If you listened to Episode 3 of Pithetic (which, hello?! You totally should have!) you will recall that my sister has what a certain back-of-the-bus drunk referred to as “beat-the-fuck-up” legs. What I didn’t mention in that little anecdote is that a lot of the bruises and scars that didn’t come from mosquitos or puppy scratches came from me.
I am not going to say I’m a bad sister. I am definitely getting better, but that does mean that once upon a time, I was worse. Ever since that fateful morning a few days after May 8, 1992 when my young parents brought home a tiny pink someone to be my rival, I was Not Feeling It. (The home video for this occasion is awesome: picture me in a Yakult Swallows t-shirt and covered in Raisin Bran dregs with a scowl on my puffy little face as my mother tries to insist that this barely sentient new human loves me very much). I picked on her, I wouldn’t share, I even once bit her face in multiple places in a now-legendary fit of rage. When we were older, I told her fantastic lies, concocted plans to spy on her with my friends, and picked physical fights. I would scream if she borrowed my shoes yet think nothing of stealing her mini-macramé backpack to go buy Frappuccinos with my fellow, mature 11-year-olds. In short, I sucked.
But this is not supposed to be about me. I’m just trying to set the stage for how incredible this mini-person ended up being, give a present with the only thing I can do, little-drummer-boy style, and I think the best way to do it is to tell the story of her hair.
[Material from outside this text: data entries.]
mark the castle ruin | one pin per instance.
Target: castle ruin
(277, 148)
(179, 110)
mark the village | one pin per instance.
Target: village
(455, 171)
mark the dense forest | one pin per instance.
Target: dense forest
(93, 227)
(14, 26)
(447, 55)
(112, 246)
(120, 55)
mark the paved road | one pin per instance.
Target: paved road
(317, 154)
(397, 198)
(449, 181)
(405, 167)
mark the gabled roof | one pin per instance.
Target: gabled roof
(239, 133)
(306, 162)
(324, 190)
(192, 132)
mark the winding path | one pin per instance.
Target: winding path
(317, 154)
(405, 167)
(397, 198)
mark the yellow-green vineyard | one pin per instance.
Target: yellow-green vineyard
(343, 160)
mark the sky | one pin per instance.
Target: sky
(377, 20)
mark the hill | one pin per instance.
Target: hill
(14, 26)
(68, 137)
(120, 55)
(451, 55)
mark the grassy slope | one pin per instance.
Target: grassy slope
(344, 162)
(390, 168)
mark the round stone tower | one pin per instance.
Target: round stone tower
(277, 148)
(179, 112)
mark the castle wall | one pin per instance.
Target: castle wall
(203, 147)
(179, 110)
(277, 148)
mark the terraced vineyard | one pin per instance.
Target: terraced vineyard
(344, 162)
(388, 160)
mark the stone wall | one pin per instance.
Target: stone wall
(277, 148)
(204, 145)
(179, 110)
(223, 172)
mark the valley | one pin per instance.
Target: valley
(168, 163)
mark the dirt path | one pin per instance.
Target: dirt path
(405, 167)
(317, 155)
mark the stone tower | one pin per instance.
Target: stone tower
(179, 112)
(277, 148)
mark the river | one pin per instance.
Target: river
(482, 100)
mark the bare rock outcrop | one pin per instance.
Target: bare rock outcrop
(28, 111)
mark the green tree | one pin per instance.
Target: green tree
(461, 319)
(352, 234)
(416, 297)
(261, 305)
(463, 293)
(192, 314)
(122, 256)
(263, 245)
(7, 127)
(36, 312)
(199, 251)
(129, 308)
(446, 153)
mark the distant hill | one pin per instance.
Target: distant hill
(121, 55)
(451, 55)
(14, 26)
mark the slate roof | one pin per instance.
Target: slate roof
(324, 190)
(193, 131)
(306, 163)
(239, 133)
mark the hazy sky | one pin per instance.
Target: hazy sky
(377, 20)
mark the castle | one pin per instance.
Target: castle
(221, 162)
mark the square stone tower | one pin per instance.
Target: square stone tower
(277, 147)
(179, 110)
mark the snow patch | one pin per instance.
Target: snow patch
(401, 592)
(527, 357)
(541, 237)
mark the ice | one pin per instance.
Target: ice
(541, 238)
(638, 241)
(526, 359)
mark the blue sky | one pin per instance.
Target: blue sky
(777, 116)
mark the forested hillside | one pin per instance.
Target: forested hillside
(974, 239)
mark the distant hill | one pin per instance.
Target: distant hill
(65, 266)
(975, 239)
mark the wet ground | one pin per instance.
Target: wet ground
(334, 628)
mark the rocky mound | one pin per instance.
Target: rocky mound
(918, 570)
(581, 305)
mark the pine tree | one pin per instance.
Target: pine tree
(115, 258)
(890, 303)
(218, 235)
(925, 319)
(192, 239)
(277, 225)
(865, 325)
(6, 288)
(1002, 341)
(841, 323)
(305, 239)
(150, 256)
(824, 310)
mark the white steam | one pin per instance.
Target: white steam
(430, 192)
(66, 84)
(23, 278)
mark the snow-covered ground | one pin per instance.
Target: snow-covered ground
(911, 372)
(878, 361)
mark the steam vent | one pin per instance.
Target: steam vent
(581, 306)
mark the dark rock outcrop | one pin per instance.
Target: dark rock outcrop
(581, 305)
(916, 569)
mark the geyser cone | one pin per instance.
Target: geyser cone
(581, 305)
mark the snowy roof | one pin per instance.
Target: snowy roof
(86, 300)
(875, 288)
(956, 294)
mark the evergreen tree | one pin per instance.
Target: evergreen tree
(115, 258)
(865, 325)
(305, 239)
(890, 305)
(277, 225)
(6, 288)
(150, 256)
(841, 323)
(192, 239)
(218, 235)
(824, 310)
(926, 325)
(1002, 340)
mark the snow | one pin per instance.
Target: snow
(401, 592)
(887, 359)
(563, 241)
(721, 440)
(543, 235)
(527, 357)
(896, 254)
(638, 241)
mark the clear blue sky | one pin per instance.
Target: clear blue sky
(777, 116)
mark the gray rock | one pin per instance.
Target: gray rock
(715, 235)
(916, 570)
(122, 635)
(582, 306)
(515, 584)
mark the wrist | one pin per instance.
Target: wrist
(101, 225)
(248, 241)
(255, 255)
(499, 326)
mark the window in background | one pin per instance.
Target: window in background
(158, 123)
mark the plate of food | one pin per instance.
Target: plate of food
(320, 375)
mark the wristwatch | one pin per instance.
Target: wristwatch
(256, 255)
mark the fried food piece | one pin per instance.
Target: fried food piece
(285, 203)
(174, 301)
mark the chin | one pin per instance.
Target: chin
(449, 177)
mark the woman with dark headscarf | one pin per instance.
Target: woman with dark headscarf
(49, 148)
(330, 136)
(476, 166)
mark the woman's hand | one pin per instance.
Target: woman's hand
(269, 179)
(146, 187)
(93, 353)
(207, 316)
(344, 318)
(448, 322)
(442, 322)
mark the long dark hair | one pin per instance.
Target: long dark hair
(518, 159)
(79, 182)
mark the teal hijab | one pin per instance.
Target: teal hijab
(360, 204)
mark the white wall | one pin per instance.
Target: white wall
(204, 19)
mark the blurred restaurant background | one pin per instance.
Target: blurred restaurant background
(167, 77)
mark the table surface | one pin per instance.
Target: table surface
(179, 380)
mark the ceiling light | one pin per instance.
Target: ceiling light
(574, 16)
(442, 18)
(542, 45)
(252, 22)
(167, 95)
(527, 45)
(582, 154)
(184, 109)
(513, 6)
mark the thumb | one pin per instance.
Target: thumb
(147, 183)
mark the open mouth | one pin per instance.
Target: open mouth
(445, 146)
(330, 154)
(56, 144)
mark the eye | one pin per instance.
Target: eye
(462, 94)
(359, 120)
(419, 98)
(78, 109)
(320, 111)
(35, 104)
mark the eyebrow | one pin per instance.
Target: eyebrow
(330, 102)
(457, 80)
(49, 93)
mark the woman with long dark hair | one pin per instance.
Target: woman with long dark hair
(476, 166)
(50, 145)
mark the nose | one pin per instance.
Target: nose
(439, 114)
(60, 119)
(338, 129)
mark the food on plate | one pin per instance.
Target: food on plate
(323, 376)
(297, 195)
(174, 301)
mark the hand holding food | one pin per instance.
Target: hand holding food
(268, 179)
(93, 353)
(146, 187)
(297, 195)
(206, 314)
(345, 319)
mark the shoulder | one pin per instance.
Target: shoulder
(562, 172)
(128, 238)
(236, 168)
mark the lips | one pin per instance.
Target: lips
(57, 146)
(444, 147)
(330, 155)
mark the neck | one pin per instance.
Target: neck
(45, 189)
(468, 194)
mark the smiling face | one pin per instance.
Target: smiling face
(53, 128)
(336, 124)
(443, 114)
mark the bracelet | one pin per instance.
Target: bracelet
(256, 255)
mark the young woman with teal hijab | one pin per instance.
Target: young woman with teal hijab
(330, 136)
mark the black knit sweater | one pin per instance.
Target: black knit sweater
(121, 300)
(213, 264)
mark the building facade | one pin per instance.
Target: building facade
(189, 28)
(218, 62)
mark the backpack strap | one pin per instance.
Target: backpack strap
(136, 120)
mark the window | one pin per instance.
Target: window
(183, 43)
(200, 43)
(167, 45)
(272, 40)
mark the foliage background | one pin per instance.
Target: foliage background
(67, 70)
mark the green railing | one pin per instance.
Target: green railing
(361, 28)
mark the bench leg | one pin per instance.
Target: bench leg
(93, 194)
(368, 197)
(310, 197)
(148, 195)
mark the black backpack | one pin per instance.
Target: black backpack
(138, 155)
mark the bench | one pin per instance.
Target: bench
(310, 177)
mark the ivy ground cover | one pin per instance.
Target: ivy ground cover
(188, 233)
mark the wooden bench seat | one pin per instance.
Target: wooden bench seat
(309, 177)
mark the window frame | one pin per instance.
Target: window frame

Alice spent her earliest days telling herself stories with tiny plastic characters plugged into her fists, with giant brown eyes and a Kewpie-like spike on her head. She endured a few years of being mistaken for a boy under a home bowl cut as she learned to wriggle-swim in the smaller of two matching floral bathing suits, and eventually graduated to a long, enviably thick crop of hair that meant tear-filled mornings of detangling and wrangling into French braids. We had to switch from L’Oréal Kids to bottom-shelf Suave just to be able to afford to keep the knots out of her mane.
On the precipice of high school, she cropped it to her chin and dyed it red, à la Josie, after the first PG-13 movie we’d been allowed to see (together, even though she was 2.5 years younger and thus enjoying a patently unfair precosity). While I was half-assedly writing, having meltdowns, and going years without altering my dishwater-brown ponytail, she was drawing a storm of sketches, creating entire worlds in her computer, and spiking, faux-hawking, and tinting her head colors that would never be found in nature.
You can tell which of us is the cool sister in a single take. Even though her hair is a little bit back to normal now, she’s still massively, unfathomably productive at creating people–in drawings, in writings, even in all the addictive video games she plays. And now she’s another year older, and even though I can’t make up for all the visible and invisible scars I have laid on her, I want to present her to you independent of anything I’ve done–just as this insanely gifted, wonderful, whimsical, intelligent person. But I still can’t help bragging that I am, that I get to be related to her. She’s my friend, my playmate, my Sims-co-pilot and WoW guildie, my fellow dog-walker, the soprano voice that far outstrips her alto duet partner, my reliable confidante and occasional lifesaver, my little squish with her crazy-ass hair and her beat-the-fuck-up legs.
Happy Birthday, dear Alice. Let’s be sisters forever.